Joseph Rona was a German cameraman, who, like many other of his colleagues (e.g., Albert Kuhn), came to Ukraine invited by VUFKU in 1925 and worked there on contract until the early 1930s.
In Germany Rona shot a number of films, also as a director.
His début in Ukraine was the film Vasia the Reformer. First, Rona worked on it as a cameraman, and when the film director Favst Lopatynskyi was suspended, Rona took his position.
While shooting the film, he had a conflict with the young scriptwriter Oleksandr Dovzhenko, which cemented his reputation of a haughty and always grumbling person. It is known that he refused to share experience with anyone, and demanded “not an assistant, but rather an unskilled worker who would carry the tripod” (as recollected by the assistant director Oleksii Shvachko).
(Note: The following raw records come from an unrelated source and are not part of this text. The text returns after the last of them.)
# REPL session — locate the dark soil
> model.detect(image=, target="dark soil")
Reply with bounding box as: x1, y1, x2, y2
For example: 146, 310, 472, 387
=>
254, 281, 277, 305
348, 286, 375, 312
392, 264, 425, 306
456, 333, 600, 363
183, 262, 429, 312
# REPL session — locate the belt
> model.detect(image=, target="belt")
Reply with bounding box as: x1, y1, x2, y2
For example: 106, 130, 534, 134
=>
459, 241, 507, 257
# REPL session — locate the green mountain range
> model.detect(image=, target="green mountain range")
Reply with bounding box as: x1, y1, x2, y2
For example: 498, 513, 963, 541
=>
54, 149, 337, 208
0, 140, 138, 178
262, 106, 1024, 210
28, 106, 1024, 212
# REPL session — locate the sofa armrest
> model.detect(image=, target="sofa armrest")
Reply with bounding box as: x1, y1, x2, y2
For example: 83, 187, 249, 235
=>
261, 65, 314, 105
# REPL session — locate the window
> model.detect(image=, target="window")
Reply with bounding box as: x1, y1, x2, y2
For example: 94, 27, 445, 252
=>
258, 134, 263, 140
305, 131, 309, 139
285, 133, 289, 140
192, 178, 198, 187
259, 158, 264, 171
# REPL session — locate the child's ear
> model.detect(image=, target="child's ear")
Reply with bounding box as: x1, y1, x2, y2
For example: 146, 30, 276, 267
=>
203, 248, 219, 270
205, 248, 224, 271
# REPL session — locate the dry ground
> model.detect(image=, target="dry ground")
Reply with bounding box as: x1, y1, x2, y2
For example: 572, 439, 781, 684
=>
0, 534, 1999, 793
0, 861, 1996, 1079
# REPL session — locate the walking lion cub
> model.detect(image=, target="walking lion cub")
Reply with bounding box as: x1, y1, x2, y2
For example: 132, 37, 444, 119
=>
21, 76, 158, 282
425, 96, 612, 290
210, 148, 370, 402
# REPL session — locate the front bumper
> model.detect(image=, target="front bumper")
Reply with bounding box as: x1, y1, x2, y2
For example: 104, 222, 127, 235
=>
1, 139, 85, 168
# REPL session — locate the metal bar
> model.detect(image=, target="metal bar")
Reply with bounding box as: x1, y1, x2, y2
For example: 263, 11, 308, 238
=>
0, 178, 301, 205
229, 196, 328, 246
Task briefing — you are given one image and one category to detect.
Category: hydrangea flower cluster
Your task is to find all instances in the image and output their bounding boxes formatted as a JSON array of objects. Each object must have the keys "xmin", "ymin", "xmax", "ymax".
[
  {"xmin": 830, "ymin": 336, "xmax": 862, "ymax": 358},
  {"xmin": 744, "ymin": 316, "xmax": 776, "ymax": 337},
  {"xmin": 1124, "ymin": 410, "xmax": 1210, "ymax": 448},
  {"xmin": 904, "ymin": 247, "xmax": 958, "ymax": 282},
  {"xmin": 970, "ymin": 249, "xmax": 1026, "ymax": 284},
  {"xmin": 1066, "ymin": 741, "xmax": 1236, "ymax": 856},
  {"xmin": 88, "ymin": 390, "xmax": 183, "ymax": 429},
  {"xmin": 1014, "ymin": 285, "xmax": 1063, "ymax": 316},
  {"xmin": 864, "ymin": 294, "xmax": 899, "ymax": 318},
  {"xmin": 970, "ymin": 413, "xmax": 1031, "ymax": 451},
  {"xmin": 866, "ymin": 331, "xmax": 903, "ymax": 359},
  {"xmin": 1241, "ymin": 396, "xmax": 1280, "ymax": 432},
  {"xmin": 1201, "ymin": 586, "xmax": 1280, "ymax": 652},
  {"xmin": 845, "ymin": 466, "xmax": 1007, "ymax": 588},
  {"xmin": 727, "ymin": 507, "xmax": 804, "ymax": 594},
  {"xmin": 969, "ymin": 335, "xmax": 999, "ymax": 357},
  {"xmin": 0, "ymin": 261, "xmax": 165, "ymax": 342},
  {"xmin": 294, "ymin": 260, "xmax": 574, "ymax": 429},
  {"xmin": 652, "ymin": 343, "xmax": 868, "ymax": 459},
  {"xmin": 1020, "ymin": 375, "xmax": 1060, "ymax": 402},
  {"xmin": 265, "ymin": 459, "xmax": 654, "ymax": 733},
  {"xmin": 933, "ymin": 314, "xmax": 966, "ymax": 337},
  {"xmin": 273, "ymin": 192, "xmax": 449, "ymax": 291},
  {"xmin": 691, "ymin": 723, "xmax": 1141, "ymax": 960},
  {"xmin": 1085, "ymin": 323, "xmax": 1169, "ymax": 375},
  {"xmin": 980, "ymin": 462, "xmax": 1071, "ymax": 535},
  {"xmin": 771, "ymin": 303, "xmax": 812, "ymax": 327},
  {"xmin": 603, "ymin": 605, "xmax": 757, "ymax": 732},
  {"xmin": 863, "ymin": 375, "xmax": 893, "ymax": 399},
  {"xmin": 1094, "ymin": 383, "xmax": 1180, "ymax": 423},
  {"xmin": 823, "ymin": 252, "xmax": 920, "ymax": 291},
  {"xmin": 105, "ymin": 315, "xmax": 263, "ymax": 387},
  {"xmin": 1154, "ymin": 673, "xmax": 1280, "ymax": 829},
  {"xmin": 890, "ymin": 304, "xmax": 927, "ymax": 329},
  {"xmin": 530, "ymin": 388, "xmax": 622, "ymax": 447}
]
However, it did not prevent Rona from becoming a cameraman of Oleksandr Dovzhenko’s début film Love’s Berries, where he worked together with Danylo Demutskyi, a future cameraman of the legendary films Arsenal and Earth.
At VUFKU Joseph Rona also worked on films Boryslav is Laughing (1927), Sold Appetite (1928), and Zakhar Berkut (1929).
In 1930, Rona filmed the documentary Man and a Monkey, which was considered lost for a long time, but was found at Tokyo Film Archive in 2017 and returned to Ukraine due to the Dovzhenko Centre’s efforts.